In yesterday’s budget, George Osborne announced measures to reward working people and it was these changes that garnered most of the headlines. Amongst the policy changes were several tax changes that affect the London property market and our clients. So will how does the Budget 2015 affect the London property market? Read on to find out.
1. Mortgage Interest Relief for buy-to-let owners restricted to basic rate of income tax
Those who own property with a buy-to-let mortgage have until now been able to claim relief on their interest payments up to the top level of income tax – as much as 45% for the wealthiest owners. The change announced yesterday set the claim limit at the basic rate of income tax, which is currently 20%. The change will be introduced from April 2017. According to the Bank of England, buy-to-let mortgages account for 15% of the market.
This change will affect many of the so-called ‘accidental landlords’ in London who will end up paying a lot more for their buy-to-let mortgages from 2017. It may also cause many over 55s with access to their pension pot who were thinking of investing in buy-to-let property to reconsider their options. A knock on effect of this policy could be for existing landlords to increase their rent to compensate – we shall see.

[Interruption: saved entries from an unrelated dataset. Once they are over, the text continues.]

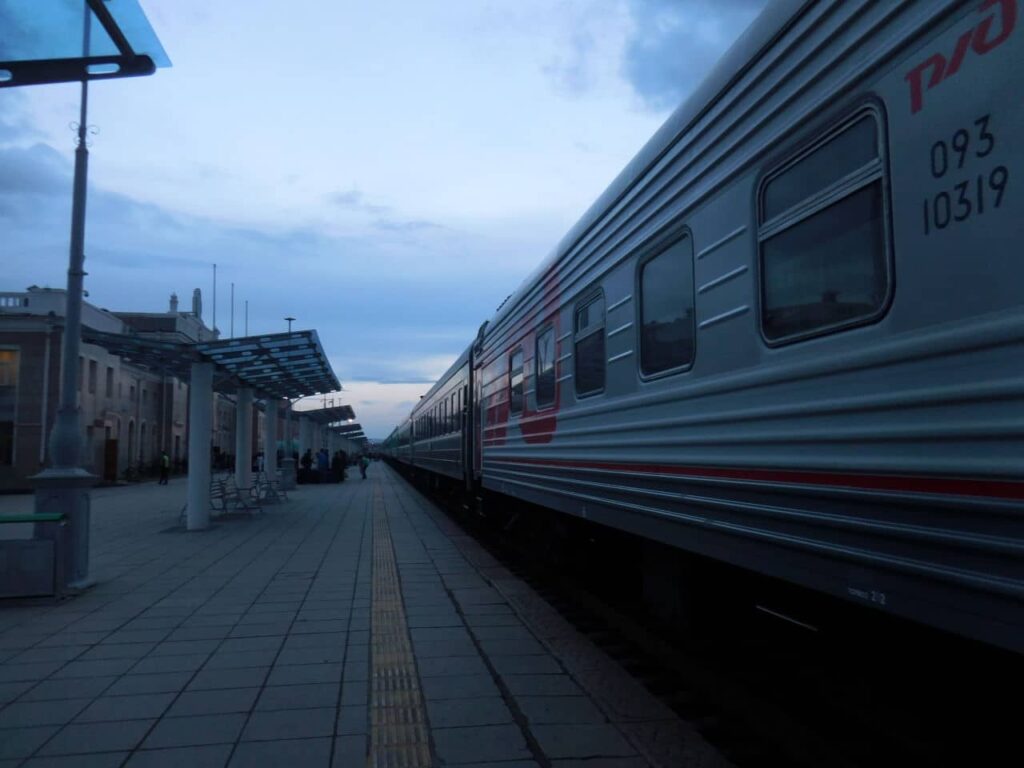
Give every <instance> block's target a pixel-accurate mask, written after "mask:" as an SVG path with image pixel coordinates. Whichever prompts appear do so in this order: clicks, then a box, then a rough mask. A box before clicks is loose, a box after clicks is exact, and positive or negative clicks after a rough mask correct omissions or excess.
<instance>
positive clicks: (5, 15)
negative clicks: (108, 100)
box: [0, 0, 171, 88]
mask: <svg viewBox="0 0 1024 768" xmlns="http://www.w3.org/2000/svg"><path fill="white" fill-rule="evenodd" d="M170 65H171V62H170V60H169V59H168V58H167V54H166V53H165V52H164V48H163V46H162V45H161V44H160V40H159V39H158V38H157V34H156V33H155V32H154V31H153V27H151V26H150V22H148V20H147V19H146V17H145V13H143V11H142V8H141V7H139V4H138V0H0V88H10V87H13V86H19V85H39V84H43V83H67V82H72V81H74V82H80V81H82V80H110V79H112V78H124V77H137V76H139V75H152V74H153V73H154V72H156V71H157V68H158V67H170Z"/></svg>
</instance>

2. ‘Wear and tear’ allowance for landlords to be scrapped
More bad news for landlords which went largely unreported in most articles; from April 2017 landlords will no longer be entitled to a flat rate 10% tax break for costs related to wear and tear of their properties. Instead they will only be entitled to tax relief on the costs they actually incur on the upkeep of their properties.
3. Tax relief for those that rent a room to be increased
On the other end of the scale, the Chancellor announced that the tax relief for people that rent a room in their home will be increased from the current level of £4,250 to £7,500. This is intended to encourage more people to rent out spare bedrooms and help ease the housing crisis that is most prominent in London.
4. Inheritance tax threshold to increase to £1m
This move to increase the inheritance tax threshold formed one of the key pledges in the Conservative Party manifesto; George Osborne wrote recently “It can only be right that when you’ve worked hard to own your own home, that it will go to your family and not the taxman.” Currently inheritance tax is payable at 40% of the value of an estate in excess of the allowance of £325,000 per person. From April 2017 parents will be offered an extra £175,000 family home allowance to allow them to pass their property tax-free up to the value of £1m after their death. This change applies to married couples and civil partnerships.
5. Permanent non-dom status to be abolished
From April 2017 anyone who has lived in the UK for 15 of the past 20 years will be treated as any other UK citizen and will pay the same level of tax. Currently people from overseas who live in this country can claim ‘non-dom’ status on their income, which means they don’t have to pay UK tax on money earned outside the UK. A high proportion of ‘non-doms’ live in London and will see their tax bill increase.
6. Help to buy ISAs
This is a continuation of the government strategy to help first-time buyers get onto the property ladder. In the past few years we’ve seen the launch of the Help to buy scheme and a change in Stamp Duty. With Help to Buy ISAs, the government has pledged to contribute 25% of the total amount saved up to a maximum of £12,000 of savings, meaning they will contribute up to £3,000. While these levels mean it won’t be overly relevant for many parts of London, its further stimulation for the bottom end of the UK housing market.